É preciso seguir em frente, porém, e sempre com esperança. Dentro do possível, portanto, um Feliz 2025 a todos!

DEU NO X

DEU NO JORNAL

DOIS ANOS QUE EXIGIRÃO UMA LONGA RECONSTRUÇÃO

Editorial Gazeta do Povo

O terceiro mandato de Lula na Presidência da República chega à metade, e os indicadores econômicos registrados ao fim desses dois anos – mesmo aqueles que em outras circunstâncias mereceriam comemoração efusiva – apresentam um panorama que, infelizmente, apontam para um futuro bastante turbulento. Com um crescimento baseado especialmente no estímulo ao consumo e a irresponsabilidade fiscal como regra, os resultados se fizeram notar de forma mais contundente na escalada da inflação, dos juros e do câmbio ao longo das últimas semanas.

O ano que agora termina foi marcado pela desmoralização definitiva do arcabouço fiscal aprovado em 2023. O mesmo governo que propôs a âncora fiscal e conseguiu sua aprovação no Congresso tratou de transformá-la em ficção em velocidade recorde. Um texto que já nasceu muito fraco, incapaz de frear o aumento do gasto público, com metas medíocres de resultado primário, foi torpedeado com políticas como a valorização real (acima da inflação) de vários benefícios sociais e do salário mínimo. Em abril, o governo propôs a redução das metas para 2025 e 2026, que passaram a ser de déficit zero e superávit primário de 0,25% do PIB, respectivamente. Enquanto isso, outras despesas eram colocadas à parte do cálculo, em uma maquiagem orçamentária legalizada. Não foi suficiente, já que o ritmo alucinado do aumento da despesa governamental continuou ameaçando o cumprimento da meta já desidratada. O ano terminou com o anúncio de um pacote fiscal frustrante, que, em vez de cortar gastos, apenas reduzia a velocidade com que o gasto público aumentaria.

Como resultado, um dos indicadores que o ministro Fernando Haddad mais apontava como demonstração do resultado do arcabouço também está escapando totalmente do controle.

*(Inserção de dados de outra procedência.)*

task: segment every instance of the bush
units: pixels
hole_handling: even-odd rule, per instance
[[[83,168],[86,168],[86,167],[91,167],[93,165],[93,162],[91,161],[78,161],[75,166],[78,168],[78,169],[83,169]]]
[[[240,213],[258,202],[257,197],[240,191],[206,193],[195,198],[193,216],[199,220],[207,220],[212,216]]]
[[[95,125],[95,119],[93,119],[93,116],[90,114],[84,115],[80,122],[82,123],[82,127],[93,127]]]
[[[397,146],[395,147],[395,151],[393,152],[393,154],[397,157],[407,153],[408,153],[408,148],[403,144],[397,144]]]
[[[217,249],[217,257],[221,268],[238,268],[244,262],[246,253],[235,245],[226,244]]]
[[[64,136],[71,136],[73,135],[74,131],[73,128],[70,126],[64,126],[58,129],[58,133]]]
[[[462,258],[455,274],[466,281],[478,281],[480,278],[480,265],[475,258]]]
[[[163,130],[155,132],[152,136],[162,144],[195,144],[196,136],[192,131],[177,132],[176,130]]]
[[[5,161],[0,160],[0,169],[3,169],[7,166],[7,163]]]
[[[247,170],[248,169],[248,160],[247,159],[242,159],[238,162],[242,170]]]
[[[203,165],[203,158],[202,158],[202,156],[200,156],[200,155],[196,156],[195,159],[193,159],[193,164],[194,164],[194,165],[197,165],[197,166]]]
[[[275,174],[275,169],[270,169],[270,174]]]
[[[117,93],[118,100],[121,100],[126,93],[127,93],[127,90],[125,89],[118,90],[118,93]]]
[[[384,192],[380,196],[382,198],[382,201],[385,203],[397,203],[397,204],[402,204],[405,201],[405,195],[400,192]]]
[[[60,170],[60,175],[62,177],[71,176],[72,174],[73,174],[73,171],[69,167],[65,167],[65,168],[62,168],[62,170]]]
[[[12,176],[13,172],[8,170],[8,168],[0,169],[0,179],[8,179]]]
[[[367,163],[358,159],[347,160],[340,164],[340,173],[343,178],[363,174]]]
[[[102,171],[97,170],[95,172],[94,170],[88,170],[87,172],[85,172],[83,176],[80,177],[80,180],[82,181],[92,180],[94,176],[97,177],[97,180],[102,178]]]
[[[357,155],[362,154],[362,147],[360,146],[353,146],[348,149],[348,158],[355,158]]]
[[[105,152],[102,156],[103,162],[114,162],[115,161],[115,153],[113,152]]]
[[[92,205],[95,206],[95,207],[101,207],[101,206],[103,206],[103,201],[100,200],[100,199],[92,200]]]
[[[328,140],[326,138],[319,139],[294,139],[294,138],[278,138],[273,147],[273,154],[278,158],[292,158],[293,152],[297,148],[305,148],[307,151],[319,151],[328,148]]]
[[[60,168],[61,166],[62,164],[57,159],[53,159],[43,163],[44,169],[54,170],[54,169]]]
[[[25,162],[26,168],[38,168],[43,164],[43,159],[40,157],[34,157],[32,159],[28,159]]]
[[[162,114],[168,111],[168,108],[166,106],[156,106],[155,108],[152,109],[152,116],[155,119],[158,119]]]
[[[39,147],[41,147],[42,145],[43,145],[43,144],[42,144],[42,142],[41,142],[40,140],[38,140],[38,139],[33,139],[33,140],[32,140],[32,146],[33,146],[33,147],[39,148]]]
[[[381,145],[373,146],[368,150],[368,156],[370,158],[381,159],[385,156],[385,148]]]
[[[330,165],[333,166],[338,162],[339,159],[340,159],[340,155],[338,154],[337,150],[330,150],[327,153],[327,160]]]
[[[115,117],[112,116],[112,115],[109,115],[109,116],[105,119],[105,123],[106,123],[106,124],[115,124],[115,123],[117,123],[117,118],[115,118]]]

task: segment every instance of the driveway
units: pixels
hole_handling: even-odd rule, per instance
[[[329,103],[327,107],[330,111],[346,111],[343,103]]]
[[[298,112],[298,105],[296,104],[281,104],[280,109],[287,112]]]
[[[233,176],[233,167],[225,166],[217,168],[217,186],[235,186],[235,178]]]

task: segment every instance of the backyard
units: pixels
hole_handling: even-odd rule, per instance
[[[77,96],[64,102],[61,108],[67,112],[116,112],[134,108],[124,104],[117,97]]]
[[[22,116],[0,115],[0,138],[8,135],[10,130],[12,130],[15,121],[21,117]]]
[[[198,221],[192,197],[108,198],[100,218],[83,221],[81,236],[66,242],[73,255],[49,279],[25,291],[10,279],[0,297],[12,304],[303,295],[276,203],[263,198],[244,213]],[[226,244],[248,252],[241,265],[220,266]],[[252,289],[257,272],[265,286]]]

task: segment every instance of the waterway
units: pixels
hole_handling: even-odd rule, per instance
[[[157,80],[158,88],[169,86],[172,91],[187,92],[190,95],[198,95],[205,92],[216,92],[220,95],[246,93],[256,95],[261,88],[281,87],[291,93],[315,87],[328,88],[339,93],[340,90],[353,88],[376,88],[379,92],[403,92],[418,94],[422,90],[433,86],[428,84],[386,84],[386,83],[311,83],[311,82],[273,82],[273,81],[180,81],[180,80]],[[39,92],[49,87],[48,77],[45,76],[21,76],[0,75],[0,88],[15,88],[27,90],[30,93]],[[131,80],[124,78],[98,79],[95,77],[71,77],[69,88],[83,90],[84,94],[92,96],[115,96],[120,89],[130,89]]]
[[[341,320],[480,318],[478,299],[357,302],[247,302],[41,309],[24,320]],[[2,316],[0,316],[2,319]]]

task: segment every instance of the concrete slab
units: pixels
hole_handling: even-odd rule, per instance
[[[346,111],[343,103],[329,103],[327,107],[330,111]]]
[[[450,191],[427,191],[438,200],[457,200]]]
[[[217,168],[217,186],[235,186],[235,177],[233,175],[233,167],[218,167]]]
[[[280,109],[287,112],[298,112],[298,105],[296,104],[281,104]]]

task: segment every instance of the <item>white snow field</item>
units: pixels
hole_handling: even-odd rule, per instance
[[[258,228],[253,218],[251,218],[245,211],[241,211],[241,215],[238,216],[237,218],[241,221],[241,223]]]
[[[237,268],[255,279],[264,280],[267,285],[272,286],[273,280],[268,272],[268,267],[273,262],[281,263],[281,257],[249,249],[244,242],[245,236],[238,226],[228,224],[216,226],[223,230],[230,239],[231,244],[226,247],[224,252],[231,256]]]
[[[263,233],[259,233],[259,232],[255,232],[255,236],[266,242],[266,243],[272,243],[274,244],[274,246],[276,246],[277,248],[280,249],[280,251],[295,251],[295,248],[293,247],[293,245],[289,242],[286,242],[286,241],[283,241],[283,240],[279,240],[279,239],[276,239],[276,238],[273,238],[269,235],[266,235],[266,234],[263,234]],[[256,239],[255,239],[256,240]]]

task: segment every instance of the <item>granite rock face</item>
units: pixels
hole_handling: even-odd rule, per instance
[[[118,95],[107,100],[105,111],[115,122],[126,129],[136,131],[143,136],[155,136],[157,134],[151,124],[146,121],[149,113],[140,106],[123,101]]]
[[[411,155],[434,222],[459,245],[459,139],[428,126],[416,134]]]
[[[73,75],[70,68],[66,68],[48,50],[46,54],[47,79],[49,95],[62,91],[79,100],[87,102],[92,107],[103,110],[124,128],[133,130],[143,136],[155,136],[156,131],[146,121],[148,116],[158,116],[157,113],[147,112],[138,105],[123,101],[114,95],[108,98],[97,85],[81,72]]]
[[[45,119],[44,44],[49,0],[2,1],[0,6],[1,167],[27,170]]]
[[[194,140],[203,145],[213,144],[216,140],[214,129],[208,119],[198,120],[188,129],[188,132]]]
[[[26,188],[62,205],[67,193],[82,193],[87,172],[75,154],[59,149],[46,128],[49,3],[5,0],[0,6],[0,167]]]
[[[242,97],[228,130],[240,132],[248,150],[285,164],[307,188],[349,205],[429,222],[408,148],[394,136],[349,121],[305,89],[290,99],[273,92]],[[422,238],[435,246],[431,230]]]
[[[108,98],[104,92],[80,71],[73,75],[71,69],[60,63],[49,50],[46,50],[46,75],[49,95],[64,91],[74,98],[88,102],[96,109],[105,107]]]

Quando apresentou o arcabouço, em março de 2023, Haddad afirmava que ele garantiria a estabilização da dívida pública a partir de 2026. Isso não ocorrerá – pelo contrário, a tendência é de que ela siga crescendo e atingindo níveis mais alarmantes que os atuais. A Instituição Fiscal Independente (IFI), vinculada ao Senado, prevê que a Dívida Bruta do Governo Geral feche 2024 em 78,3% do PIB e termine 2026 em 86,3% do PIB. Para que a dívida pública fique estável no mesmo nível de 2023 (73,8%), seria preciso que o país tivesse uma sequência de superávits primários de 2,4% do PIB ao ano – algo inimaginável para um governo que não consegue entregar nem mesmo um resultado zerado após dois anos.

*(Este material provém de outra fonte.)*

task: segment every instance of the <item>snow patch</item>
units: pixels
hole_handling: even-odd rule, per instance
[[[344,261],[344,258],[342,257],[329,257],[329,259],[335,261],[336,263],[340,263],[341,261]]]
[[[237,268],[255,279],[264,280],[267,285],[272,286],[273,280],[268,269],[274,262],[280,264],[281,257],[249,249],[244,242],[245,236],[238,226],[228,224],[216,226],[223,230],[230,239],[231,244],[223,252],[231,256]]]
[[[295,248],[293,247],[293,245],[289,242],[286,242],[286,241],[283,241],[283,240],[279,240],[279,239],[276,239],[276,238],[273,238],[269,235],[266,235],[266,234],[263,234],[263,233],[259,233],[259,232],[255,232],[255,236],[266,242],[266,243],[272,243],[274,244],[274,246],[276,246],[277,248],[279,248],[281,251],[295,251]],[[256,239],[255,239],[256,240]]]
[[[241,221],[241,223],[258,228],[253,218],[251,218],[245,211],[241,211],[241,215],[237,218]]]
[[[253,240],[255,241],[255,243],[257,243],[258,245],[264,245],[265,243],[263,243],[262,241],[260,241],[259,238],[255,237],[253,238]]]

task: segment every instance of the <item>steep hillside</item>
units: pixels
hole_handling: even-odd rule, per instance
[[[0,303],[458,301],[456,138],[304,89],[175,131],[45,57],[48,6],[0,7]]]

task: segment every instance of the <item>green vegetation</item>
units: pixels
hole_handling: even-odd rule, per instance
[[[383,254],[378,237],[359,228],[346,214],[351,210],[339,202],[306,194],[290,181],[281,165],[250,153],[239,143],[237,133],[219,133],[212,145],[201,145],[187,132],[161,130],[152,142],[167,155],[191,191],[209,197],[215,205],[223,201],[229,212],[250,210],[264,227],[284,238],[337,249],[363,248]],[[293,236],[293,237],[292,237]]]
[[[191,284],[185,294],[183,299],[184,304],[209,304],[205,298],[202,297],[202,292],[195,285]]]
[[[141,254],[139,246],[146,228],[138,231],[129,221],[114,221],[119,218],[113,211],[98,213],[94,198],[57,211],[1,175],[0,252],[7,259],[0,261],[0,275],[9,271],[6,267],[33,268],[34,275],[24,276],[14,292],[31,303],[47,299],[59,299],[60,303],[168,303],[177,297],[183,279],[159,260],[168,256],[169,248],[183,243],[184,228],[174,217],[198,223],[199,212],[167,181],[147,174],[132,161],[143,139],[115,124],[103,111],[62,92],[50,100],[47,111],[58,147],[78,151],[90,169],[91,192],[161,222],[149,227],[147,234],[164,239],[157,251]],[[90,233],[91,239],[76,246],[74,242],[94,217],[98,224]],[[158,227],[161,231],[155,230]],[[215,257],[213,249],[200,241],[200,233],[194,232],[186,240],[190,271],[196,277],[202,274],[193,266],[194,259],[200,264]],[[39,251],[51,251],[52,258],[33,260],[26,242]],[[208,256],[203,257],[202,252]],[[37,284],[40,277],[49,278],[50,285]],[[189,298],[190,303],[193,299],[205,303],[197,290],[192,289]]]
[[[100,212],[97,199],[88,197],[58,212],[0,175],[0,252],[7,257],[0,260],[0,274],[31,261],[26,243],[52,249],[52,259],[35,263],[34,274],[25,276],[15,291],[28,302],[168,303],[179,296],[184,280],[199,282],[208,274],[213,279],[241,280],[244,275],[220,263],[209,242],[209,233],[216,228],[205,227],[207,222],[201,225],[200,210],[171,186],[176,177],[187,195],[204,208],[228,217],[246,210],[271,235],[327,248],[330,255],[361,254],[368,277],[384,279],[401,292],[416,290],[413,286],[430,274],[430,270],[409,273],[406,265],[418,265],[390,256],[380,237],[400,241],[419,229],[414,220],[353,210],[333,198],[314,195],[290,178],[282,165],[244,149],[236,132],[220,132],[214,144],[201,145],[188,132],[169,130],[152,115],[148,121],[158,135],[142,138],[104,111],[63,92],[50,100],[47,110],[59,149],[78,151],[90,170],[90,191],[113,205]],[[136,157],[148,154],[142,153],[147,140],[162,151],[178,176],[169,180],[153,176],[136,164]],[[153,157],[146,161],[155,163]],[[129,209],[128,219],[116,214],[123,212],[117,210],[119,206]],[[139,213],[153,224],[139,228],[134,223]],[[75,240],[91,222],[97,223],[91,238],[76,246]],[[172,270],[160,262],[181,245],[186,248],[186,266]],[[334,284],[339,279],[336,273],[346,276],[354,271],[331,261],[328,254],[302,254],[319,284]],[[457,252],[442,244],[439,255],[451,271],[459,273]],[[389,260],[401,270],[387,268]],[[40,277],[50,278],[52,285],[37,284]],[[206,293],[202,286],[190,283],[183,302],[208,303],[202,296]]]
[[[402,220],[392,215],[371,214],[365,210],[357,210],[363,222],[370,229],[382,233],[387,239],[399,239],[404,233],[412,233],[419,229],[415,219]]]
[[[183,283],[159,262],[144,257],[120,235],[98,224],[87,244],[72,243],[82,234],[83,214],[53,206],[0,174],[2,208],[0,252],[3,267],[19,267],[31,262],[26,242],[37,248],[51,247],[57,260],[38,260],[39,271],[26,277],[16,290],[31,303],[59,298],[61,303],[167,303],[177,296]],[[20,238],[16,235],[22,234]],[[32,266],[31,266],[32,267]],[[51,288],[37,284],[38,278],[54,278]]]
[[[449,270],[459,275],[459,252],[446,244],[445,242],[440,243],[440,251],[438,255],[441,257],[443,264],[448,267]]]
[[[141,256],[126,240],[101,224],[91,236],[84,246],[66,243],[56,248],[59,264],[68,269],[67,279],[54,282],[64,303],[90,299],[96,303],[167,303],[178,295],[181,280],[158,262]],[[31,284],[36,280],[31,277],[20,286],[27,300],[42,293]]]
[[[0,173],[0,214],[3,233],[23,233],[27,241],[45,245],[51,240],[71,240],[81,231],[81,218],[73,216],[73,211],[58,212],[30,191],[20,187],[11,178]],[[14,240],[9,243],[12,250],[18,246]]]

A disparada do câmbio, a inflação acima do limite máximo de tolerância da meta e a escalada dos juros, com a promessa de ao menos dois novos aumentos substanciais nas primeiras reuniões do Copom em 2025, são mera consequência do descaso fiscal. A desconfiança no Brasil – o que fez do real a moeda mais desvalorizada entre as 20 mais negociadas em todo o mundo no ano que agora termina – não é mitigada nem mesmo por dados como os do PIB, que deve crescer bem acima do que se previa no início deste ano; isso porque os dados mais detalhados indicam que esse crescimento é movido, em boa parte, pelo estímulo ao consumo do governo e das famílias, repetindo a estratégia da Nova Matriz Econômica lulopetista. O modelo gestado no fim do segundo mandato Lula e que ganhou força total nos mandatos de Dilma Rousseff levou o Brasil à pior recessão de sua história após também ter entregue bons resultados no curtíssimo prazo, incluído aí o índice de desemprego, que teve o menor número da série histórica no trimestre encerrado em novembro.

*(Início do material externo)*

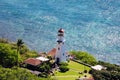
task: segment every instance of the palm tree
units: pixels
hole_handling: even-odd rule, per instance
[[[24,42],[22,41],[22,39],[17,40],[17,66],[19,65],[18,64],[18,54],[20,53],[20,49],[23,44],[24,44]]]

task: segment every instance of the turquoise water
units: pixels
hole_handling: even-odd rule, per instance
[[[61,27],[68,51],[120,64],[120,0],[0,0],[0,37],[49,51]]]

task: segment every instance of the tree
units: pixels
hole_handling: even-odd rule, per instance
[[[114,65],[110,63],[104,63],[104,62],[102,63],[106,66]],[[91,70],[89,73],[93,75],[95,80],[120,80],[120,72],[116,71],[115,69],[118,67],[120,66],[116,66],[116,67],[114,66],[112,71],[111,69],[110,70],[106,69],[106,70],[101,70],[101,71]]]
[[[48,73],[50,71],[50,65],[47,63],[42,63],[39,67],[39,70]]]
[[[61,62],[59,63],[59,69],[61,72],[66,72],[69,70],[69,68],[67,67],[68,66],[68,63],[66,62]]]
[[[22,41],[22,39],[17,40],[17,52],[20,51],[23,44],[24,44],[24,42]]]
[[[17,62],[17,53],[9,44],[0,43],[0,65],[12,67]]]
[[[103,65],[104,67],[107,68],[108,71],[117,71],[119,72],[120,66],[115,65],[115,64],[110,64],[107,62],[99,61],[98,64]]]
[[[97,64],[97,60],[95,59],[95,57],[87,52],[71,51],[70,54],[74,55],[76,60],[80,60],[84,63],[90,64],[90,65]]]
[[[9,42],[9,41],[8,41]],[[26,45],[23,45],[22,39],[14,42],[0,42],[0,64],[3,67],[19,66],[19,63],[29,57],[37,57],[36,51],[30,51]]]
[[[20,53],[20,49],[23,44],[24,44],[24,42],[22,41],[22,39],[17,40],[17,55]],[[18,56],[17,56],[17,58],[18,58]],[[18,60],[17,60],[17,65],[19,66]]]

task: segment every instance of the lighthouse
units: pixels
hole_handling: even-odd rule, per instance
[[[55,60],[57,63],[67,62],[67,54],[65,50],[65,39],[64,39],[64,30],[60,28],[57,34],[57,47]]]

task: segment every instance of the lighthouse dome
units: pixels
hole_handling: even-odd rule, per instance
[[[60,28],[60,29],[58,30],[58,32],[59,32],[59,33],[64,33],[64,29]]]

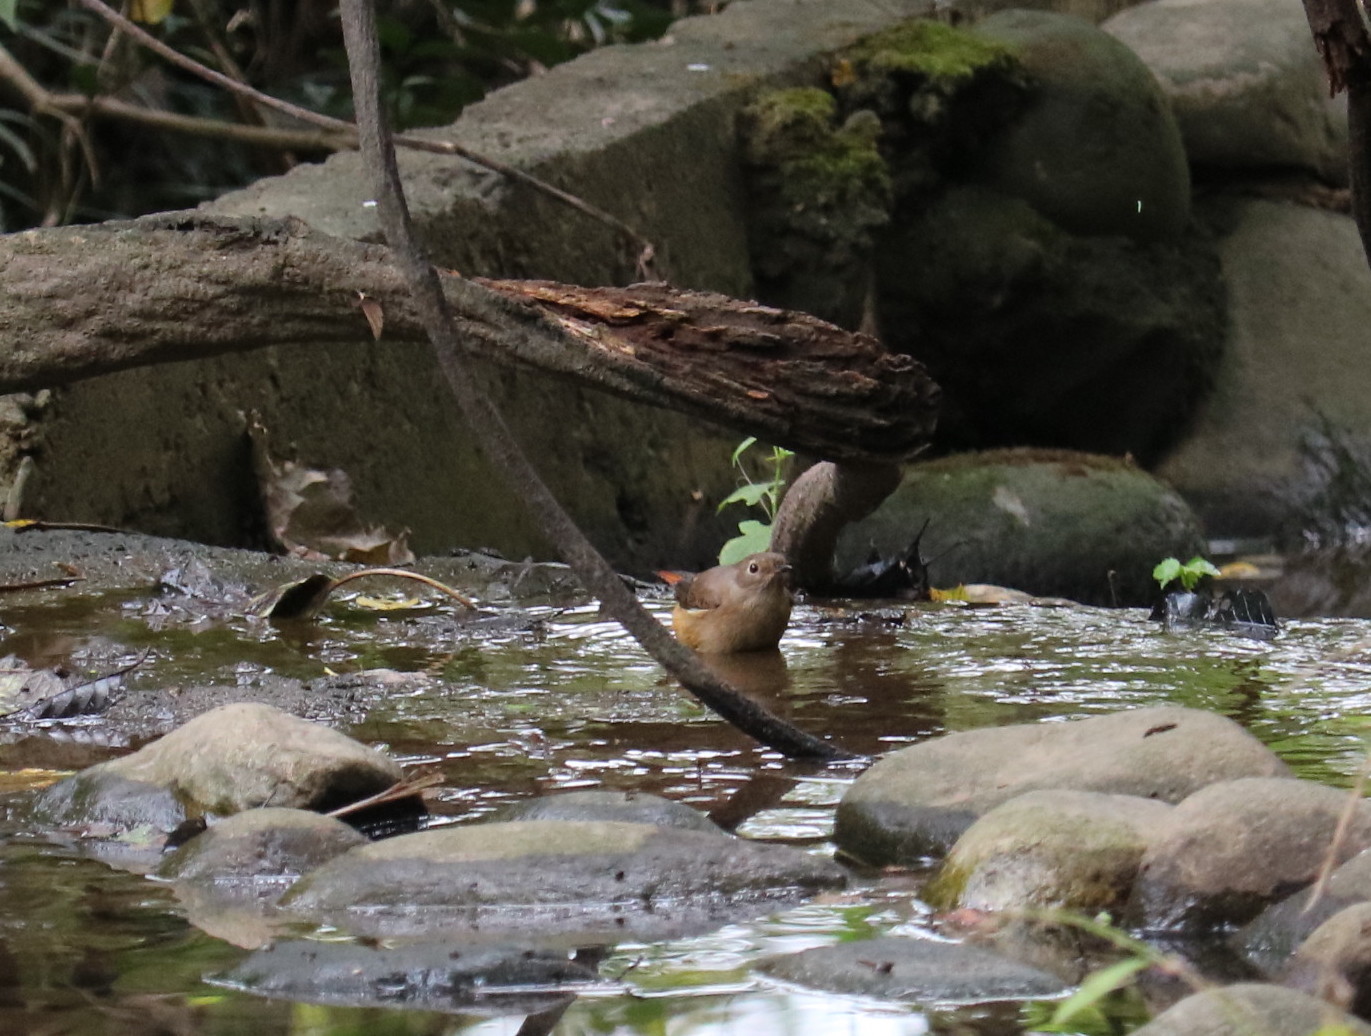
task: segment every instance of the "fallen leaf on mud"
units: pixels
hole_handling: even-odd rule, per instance
[[[319,471],[272,457],[267,431],[256,414],[248,418],[253,469],[262,493],[267,535],[287,554],[312,561],[330,558],[364,565],[414,562],[406,537],[362,522],[352,505],[352,484],[338,468]]]

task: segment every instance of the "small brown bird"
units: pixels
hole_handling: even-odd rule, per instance
[[[696,651],[767,651],[790,622],[794,599],[784,554],[750,554],[696,575],[659,574],[676,588],[676,638]]]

O estrago feito apenas nesses dois anos já é grande o suficiente para exigir uma longa reconstrução – basta lembrar que, quando a pandemia atingiu o mundo em 2020, o Brasil ainda estava no quarto ano de recuperação da catástrofe petista. No entanto, Lula e o PT ainda têm mais dois anos para seguir destroçando a economia brasileira enquanto colocam a culpa em todos os demais, da “Faria Lima” a memes de internet – apenas o Banco Central deve ganhar algum alívio, agora que será presidido por um indicado de Lula. Quanto mais tempo o governo passar aprofundando a irresponsabilidade e fechando os olhos para suas consequências, mais trabalhoso e dolorido será o conserto.